Hello developers,
I’m writing a simple piece of code which is trying to use the OpenCV 3.2.0 library’s CUDA optimised code to do some image processing. However, I got an unexpectedly poor performance on my TK1. Performing a box filter on a 4k by 1k image using kernel size of 5 runs for 0.017 seconds on CPU. I have tested the same box filter on GPU, but I got an unexpected execution time of 2 seconds. What’s worse is, when I tried to use a loop to filter 25 images, the GPU process got killed. This is rather poor. I have attached the code. Would you guys help me with this problem? I would be grateful if you could share me some docs on GPU programming.

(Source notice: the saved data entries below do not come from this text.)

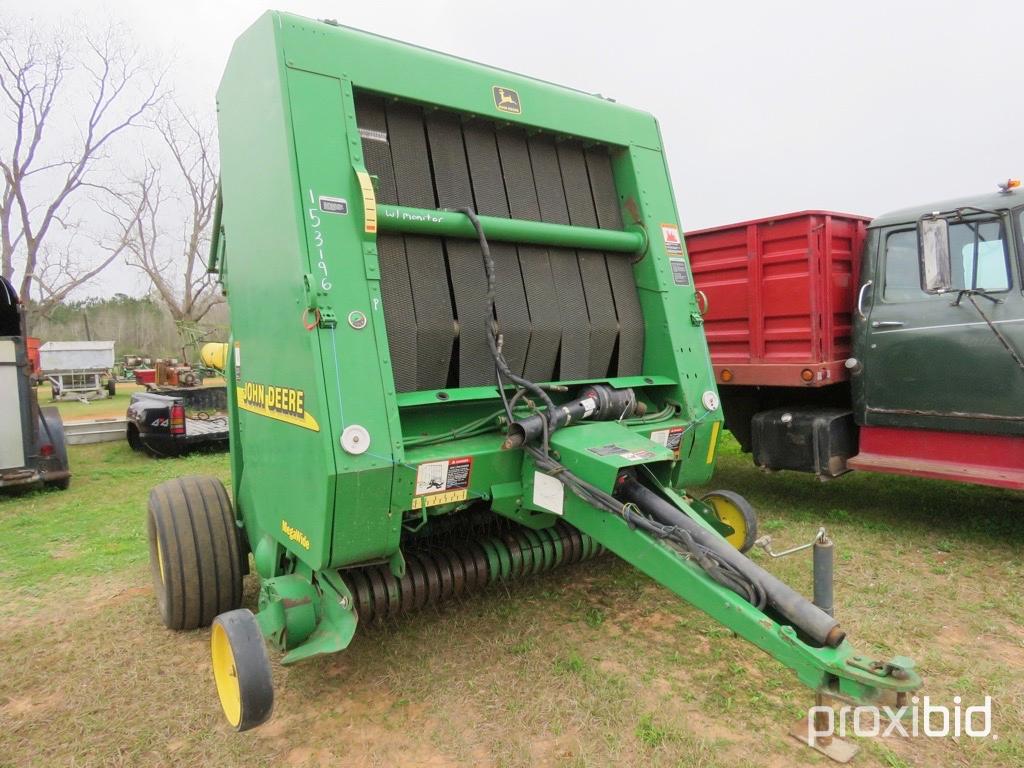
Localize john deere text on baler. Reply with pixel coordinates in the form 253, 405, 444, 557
146, 11, 920, 737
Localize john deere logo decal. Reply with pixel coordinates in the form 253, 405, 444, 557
493, 86, 521, 115
237, 381, 320, 431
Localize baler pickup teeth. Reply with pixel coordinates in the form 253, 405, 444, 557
342, 522, 604, 623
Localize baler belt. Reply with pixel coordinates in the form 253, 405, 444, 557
355, 96, 418, 393
495, 128, 561, 382
354, 91, 643, 390
527, 135, 592, 380
425, 111, 495, 387
463, 122, 531, 378
586, 147, 644, 375
385, 102, 456, 390
556, 142, 618, 377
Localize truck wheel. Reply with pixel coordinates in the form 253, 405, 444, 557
211, 608, 274, 731
147, 476, 243, 630
702, 490, 758, 553
127, 424, 143, 452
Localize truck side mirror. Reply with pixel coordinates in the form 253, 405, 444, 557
918, 217, 952, 293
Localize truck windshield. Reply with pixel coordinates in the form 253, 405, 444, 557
883, 218, 1011, 300
949, 219, 1009, 291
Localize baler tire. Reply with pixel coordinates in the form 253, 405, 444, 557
211, 608, 274, 731
702, 490, 758, 554
147, 475, 243, 630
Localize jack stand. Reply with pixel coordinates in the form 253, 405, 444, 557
789, 692, 859, 763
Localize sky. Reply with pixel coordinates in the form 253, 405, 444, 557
4, 0, 1023, 298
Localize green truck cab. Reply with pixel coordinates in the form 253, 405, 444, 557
855, 188, 1024, 432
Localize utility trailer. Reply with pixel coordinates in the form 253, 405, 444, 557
39, 340, 117, 401
0, 277, 71, 491
689, 190, 1024, 489
145, 12, 919, 753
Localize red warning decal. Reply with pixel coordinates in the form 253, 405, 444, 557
649, 426, 685, 457
661, 223, 684, 256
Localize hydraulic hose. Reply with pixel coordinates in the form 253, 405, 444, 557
459, 207, 560, 448
458, 206, 841, 648
618, 477, 845, 648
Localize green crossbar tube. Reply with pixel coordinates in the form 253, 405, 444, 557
376, 204, 648, 255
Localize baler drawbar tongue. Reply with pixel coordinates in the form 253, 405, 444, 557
142, 12, 921, 752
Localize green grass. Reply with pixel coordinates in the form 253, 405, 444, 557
0, 443, 229, 596
0, 434, 1022, 767
635, 713, 672, 748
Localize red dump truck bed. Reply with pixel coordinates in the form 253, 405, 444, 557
686, 211, 870, 388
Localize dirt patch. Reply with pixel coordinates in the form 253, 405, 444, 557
935, 622, 974, 652
1, 691, 62, 717
528, 729, 581, 767
49, 542, 79, 560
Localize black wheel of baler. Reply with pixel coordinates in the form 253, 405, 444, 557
147, 475, 243, 630
211, 608, 274, 731
106, 378, 116, 397
701, 490, 758, 554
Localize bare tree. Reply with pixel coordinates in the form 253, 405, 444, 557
0, 20, 162, 316
104, 103, 222, 324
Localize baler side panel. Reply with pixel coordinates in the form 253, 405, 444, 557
285, 70, 402, 566
216, 17, 340, 570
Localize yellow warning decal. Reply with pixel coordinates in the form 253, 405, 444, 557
281, 520, 311, 550
411, 489, 468, 509
705, 421, 721, 464
356, 169, 377, 233
237, 382, 320, 432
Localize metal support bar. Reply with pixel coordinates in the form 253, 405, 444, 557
620, 479, 842, 648
376, 204, 647, 255
813, 534, 835, 618
555, 477, 920, 705
755, 527, 827, 559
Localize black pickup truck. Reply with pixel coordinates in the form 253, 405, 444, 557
126, 385, 228, 457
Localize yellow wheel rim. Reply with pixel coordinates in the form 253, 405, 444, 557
709, 497, 747, 550
155, 538, 165, 584
211, 623, 242, 727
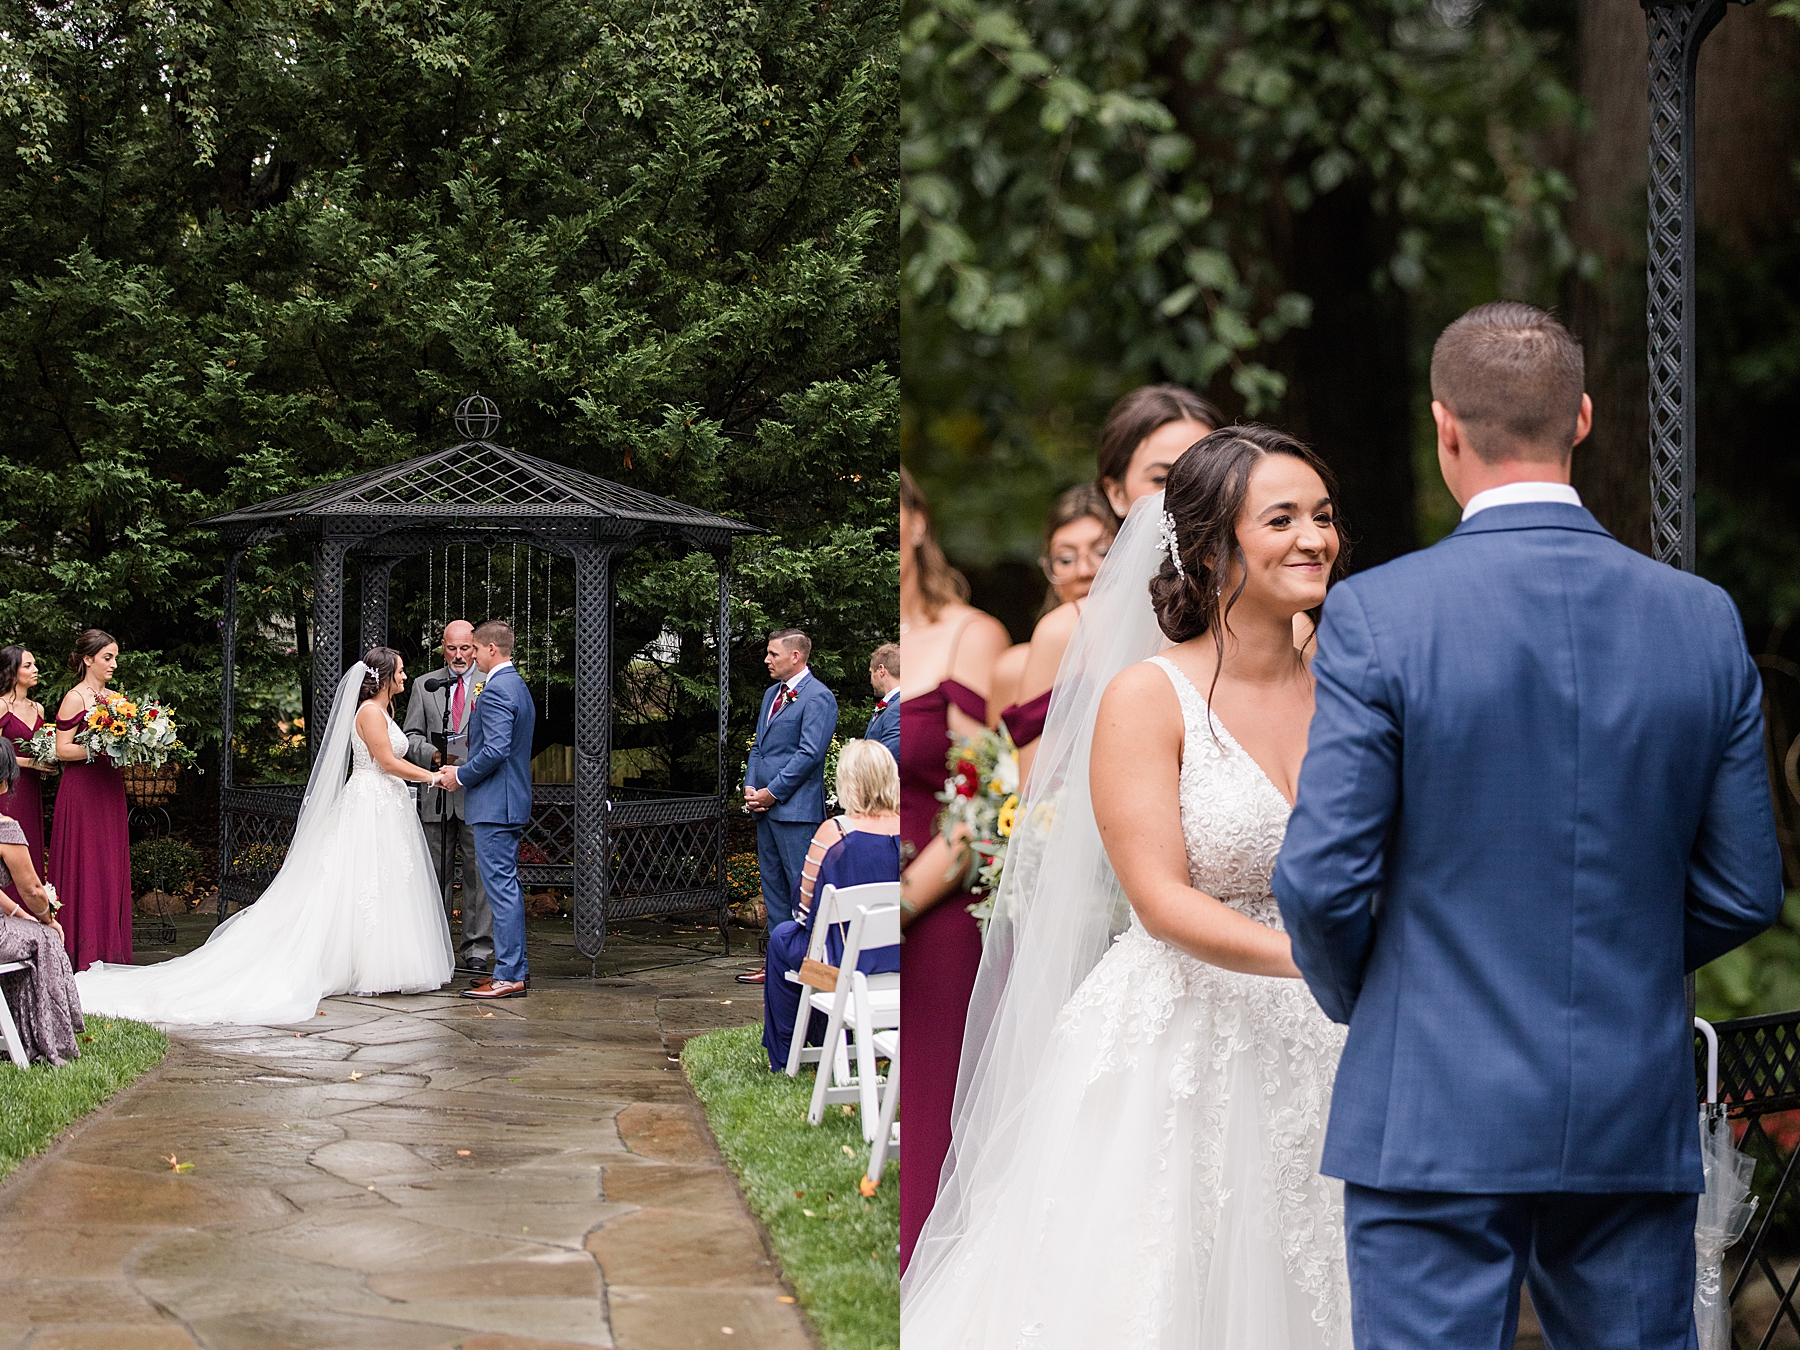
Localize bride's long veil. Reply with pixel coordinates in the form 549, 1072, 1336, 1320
903, 494, 1173, 1303
211, 661, 369, 939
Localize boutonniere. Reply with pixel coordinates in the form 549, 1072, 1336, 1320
472, 681, 486, 701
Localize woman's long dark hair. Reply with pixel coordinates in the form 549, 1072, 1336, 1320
1149, 424, 1349, 729
358, 647, 402, 703
0, 646, 25, 698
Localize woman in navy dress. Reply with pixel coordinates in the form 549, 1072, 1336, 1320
762, 739, 902, 1070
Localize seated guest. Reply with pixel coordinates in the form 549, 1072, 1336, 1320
865, 643, 900, 761
0, 739, 84, 1065
760, 739, 902, 1071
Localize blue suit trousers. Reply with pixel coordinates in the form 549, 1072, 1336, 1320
472, 821, 527, 983
757, 816, 814, 926
1344, 1184, 1698, 1350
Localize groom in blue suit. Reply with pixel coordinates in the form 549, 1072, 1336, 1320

In the code below, SPImage is a class I wrote for generating images containing random salt&pepper noise. Full code could be found in https://github.com/sthy14/TK1CV
#include "SPImage.hpp"
#include "omp.h"
#include <vector>
#include <opencv2/opencv.hpp>
#include <string>
#include <iostream>
#include <fstream>
#define NUMBER 1
using namespace cv;
using namespace std;
int main(int argc, char* argv[]) {
cuda::DeviceInfo gpu;
if (!gpu.isCompatible()) {
cout << "GPU is not compatible\n";
exit(-1);
}
SPImage generator;
Mat image[25];
for (int i = 0; i < NUMBER; i++) {
image[i] = generator.Generate(4096, 1024);
string fileName = "imgO" + to_string(i) + ".bmp";
imwrite(fileName, image[i]);
}
cuda::GpuMat gImage[25];
for (int i = 0; i < NUMBER; i++) {
gImage[i].upload(image[i]);
}
Ptr<cuda::Filter> gpuBlur = cuda::createBoxFilter(CV_8UC1, CV_8UC1, Size(5, 5));
Mat imageOut[25];
cuda::GpuMat gOut[25];
Mat gImageOut[25];
Mat mpImageOut[25];
double sStart = (double) getTickCount();
for (int i = 0; i < NUMBER; i++) {
blur(image[i], imageOut[i], Size(5, 5));
}
double sTime = ((double) getTickCount() - sStart) / getTickFrequency();
cout << sTime << "\n";
double mpStart = (double) getTickCount();
#pragma omp parallel for
for (int i = 0; i < NUMBER; i++) {
blur(image[i], mpImageOut[i], Size(5, 5));
}
double mpTime = ((double) getTickCount() - mpStart) / getTickFrequency();
cout << mpTime << "\n";
double gStart = (double) getTickCount();
for (int i = 0; i < NUMBER; i++) {
gpuBlur->apply(gImage[i], gOut[i]);
}
double gTime = ((double) getTickCount() - gStart) / getTickFrequency();
cout << gTime << "\n";
for (int i = 0; i < 25; i++) {
gOut[i].download(gImageOut[i]);
}
for (int i = 0; i < NUMBER; i++) {
// Output processed images.
string sName = "imgS" + to_string(i) + ".bmp";
string gName = "imgG" + to_string(i) + ".bmp";
string mpName = "imgMP" + to_string(i) + ".bmp";
imwrite(sName, imageOut[i]);
imwrite(gName, gImageOut[i]);
imwrite(mpName, mpImageOut[i]);
}
}
Kind regards,
Dawen